Il en fera de même pour la halte climatique à Beauharnois; une nouvelle option qui en est à sa première année. «On n’est pas un service de taxi, prévient Mme Gendron. [On le fait dans] des situations particulières.» L’Élan des jeunes offre un service d’hébergement temporaire au groupe des 16-22 ans en situation d’itinérance ou susceptibles de le devenir.
Financement «minime»
Une halte chaleur manque à Châteauguay. La codirectrice de l’Élan des jeunes parle de financement «minime» de Québec et Ottawa pour voir à la gestion d’une halte chaleur. «Il faut payer des intervenants sur place», exprime-t-elle.
Les aides gouvernementales dédiées à la région de Jardins-Roussillon ont été octroyées à l’Avant-garde. Oui, l’organisme a levé la main pour tenir en ses lieux une halte chaleur. Mais la présence d’un centre de jour à la même adresse, a facilité les choses, selon Mme Gendron.
«Un trou de service»
L’absence d’un centre de jour à Châteauguay représente «un trou de service», selon Mme Gendron. L’Élan des jeunes travaille à l’implantation d’un centre de jour permanent, jumelé à un site d’hébergement de longue durée. Or, l’organisme se heurte à des règlements d’urbanisme de la Ville de Châteauguay. «Il y a eu un enjeu au niveau de l’achat du bâtiment, le zonage, mentionne Marie-Pier Gendron. On ne peut pas mettre un centre de jour où l’on veut. C’est la difficulté qu’on a rencontrée à Châteauguay. C’est difficile de changer un zonage.» Un centre de jour doit être construit dans une zone institutionnelle, informe Mme Gendron. Si une modification au zonage s’avère, il faut prévoir un délai de six mois et «une possibilité d’un référendum citoyen».
Le directeur du développement et des partenariats auprès de la Fédération régionale des OSBL d’habitation de la Montérégie et de l’Estrie (FROHME) Martin Bécotte reconnaît l’absence d’une halte chaleur à Châteauguay et même d’un refuge d’urgence. «On a moins de ressources pour l’urgence, mais on a des ressources pour répondre à des besoins de manière durable», souligne-t-il.
Hébergement permanent
M. Bécotte affirme que Châteauguay compte parmi les villes dont le parc immobilier est constitué à 20 % de logements permanents et sociaux; «un leadership unique au Québec», selon lui. Le projet KWE 55, aménagé dans l’ancien motel Rustik, regroupe à lui seul 31 logements.

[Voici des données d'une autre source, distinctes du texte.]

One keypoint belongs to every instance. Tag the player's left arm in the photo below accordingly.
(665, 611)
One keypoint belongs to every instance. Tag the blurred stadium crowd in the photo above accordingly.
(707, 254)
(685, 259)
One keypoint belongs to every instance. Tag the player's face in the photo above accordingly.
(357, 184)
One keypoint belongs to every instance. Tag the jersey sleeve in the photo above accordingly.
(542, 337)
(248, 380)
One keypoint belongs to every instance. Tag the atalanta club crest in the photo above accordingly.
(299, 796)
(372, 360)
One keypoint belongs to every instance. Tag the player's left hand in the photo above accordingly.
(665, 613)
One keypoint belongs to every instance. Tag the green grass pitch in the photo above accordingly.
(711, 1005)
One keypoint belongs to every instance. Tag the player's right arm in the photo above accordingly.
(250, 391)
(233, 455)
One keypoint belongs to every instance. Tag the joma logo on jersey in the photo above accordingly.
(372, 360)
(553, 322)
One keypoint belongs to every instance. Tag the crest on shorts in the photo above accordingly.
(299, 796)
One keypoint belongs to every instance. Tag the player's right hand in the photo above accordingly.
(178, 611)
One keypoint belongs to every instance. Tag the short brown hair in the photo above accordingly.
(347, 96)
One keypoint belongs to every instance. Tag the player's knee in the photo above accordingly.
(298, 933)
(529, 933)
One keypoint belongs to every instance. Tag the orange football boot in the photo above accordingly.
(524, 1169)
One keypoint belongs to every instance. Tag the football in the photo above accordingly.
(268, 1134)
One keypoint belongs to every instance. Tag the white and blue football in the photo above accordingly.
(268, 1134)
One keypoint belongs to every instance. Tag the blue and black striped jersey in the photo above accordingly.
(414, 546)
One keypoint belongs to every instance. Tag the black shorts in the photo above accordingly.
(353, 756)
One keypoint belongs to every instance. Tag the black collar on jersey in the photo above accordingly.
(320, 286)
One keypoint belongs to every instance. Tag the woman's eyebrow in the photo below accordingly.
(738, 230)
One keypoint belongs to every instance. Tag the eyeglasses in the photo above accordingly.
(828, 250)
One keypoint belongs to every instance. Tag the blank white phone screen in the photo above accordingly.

Ils affichent complet et les noms de 15 résidents de Kahnawake et Châteauguay se retrouvent sur une liste d’attente.
Martin Bécotte explique que la FROHME étudie la possibilité d’agrandir les lieux pour ajouter des logements d’urgence à l’offre. L’organisme a visité plusieurs sites, afin de s’inspirer de ce qui se fait ailleurs.
La FROHME se questionne. La venue de personnes vivant en situation d’itinérance pourrait influencer la clientèle du Kwe 55, des personnes vulnérables en voie de retrouver leur autonomie. «Est-ce que c’est à la FROHME de prendre ce leadership? Est-ce que le Kwe 55 est un bon endroit? On est encore en réflexion», souligne M. Bécotte.
Acceptabilité
L’acceptabilité d’une Ville et des résidents à côtoyer la clientèle d’un centre de jour demeure un défi. Marie-Pier Gendron sait que le projet demande «beaucoup d’ouverture»; un centre de jour accueillant, aide et soutient «toute personne en situation de précarité».
Dans l’attente d’être les témoins de la construction d’un centre de jour, la codirectrice de l’Élan des jeunes explique que les organismes communautaires de Châteauguay font tout en leur pouvoir pour soutenir les personnes vivant en situation d’itinérance.
2 types d’itinérance
- Itinérance visible : personnes vivant dans la rue, dans les refuges ou les ressources d’hébergement.
- Itinérance cachée : personnes dormant dans leur voiture, chez des amis ou un établissement de brève durée, comme une maison de chambre.
(Source : Centraide du Grand Montréal)
L’itinérance à Châteauguay
- 101 personnes itinérantes ont été recensées entre octobre 2024 et septembre 2025
- Au total, 21 personnes vivaient une itinérance à risque, 37 cachée, 41 visible. Le type d’itinérance demeure inconnu pour 2 personnes.